10. An occupational taxonomic approach to assessing AI capabilities

David Dorsey
Human Resources Research Organization (HumRRO)
Scott Oppler
Human Resources Research Organization (HumRRO)

This chapter proposes a four-step approach for comparing capabilities of human and artificial intelligence (AI) based on comprehensive occupational taxonomies. To that end, it looks to identify an appropriate taxonomy of human capabilities to assess and to identify available human assessments. After considering assumptions about design, it proposes a four-step approach to evaluate the capabilities of AI and robotics with regard to the world of work.

“Work,” “skills,” “tasks,” etc. are often used in fundamentally diverse ways. Assessment developers typically start with a specific definition of work, usually via a job or practice analysis. This allows understanding of the essential underlying tasks (specific work behaviours) that comprise an occupation, job or position (Figure 10.1). Based on the tasks, one infers the underlying knowledge, skills, abilities and other key characteristics (KSAOs, or worker characteristics) needed to perform these tasks. These KSAOs then serve as the direct targets for assessment development.

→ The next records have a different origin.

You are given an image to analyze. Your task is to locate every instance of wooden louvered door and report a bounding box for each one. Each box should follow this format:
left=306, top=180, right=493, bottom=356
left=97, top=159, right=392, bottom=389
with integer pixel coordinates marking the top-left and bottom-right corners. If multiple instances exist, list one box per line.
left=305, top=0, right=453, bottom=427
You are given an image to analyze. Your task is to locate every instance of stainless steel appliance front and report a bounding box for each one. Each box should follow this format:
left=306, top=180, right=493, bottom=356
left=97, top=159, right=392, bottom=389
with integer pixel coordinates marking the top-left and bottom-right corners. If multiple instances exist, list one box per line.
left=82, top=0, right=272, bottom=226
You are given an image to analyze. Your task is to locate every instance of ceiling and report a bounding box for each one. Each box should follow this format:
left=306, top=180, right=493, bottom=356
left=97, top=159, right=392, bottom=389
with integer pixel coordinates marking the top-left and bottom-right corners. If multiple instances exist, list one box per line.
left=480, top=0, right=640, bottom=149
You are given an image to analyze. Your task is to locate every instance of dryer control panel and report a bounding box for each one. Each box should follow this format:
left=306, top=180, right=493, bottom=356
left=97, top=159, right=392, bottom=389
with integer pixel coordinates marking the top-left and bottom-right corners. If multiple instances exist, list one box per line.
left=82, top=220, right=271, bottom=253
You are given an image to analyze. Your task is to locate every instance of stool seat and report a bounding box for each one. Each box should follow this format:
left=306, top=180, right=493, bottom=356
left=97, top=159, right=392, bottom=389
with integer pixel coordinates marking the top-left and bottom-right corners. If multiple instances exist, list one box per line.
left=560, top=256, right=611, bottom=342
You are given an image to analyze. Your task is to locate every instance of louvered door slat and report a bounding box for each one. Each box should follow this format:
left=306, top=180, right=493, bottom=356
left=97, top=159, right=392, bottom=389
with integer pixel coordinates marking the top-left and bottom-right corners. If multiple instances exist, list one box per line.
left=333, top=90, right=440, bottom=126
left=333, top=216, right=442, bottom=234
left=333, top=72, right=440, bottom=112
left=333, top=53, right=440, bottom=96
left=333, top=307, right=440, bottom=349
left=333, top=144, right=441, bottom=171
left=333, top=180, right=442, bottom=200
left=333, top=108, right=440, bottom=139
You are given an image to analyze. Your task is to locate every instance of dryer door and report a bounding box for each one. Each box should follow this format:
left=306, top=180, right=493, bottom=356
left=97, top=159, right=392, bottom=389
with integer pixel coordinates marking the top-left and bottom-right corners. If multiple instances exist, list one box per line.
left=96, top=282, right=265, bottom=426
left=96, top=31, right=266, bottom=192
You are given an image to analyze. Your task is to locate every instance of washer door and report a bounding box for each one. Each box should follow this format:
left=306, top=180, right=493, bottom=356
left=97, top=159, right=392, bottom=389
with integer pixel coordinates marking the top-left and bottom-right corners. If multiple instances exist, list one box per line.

Assessment results can only be “valid” to the extent that they support inferences or linkages back to performing actual job-relevant behaviours. Therefore, developers use a variety of validation techniques to gather and form data-based validity arguments. In this way, they complete the inference chain back to “work”.

To build a regular programme of assessments that track development of AI capabilities and compare them to the distribution of human capabilities, over time, two related problems need to be solved: identifying an appropriate taxonomy of human capabilities to assess; and identifying available human assessments. It will also be necessary to sample occupations and work descriptors (rather than assessing all of them) and sample assessments from a limited set of occupations (based on the availability of relevant assessments).

There are several assumptions and key design considerations.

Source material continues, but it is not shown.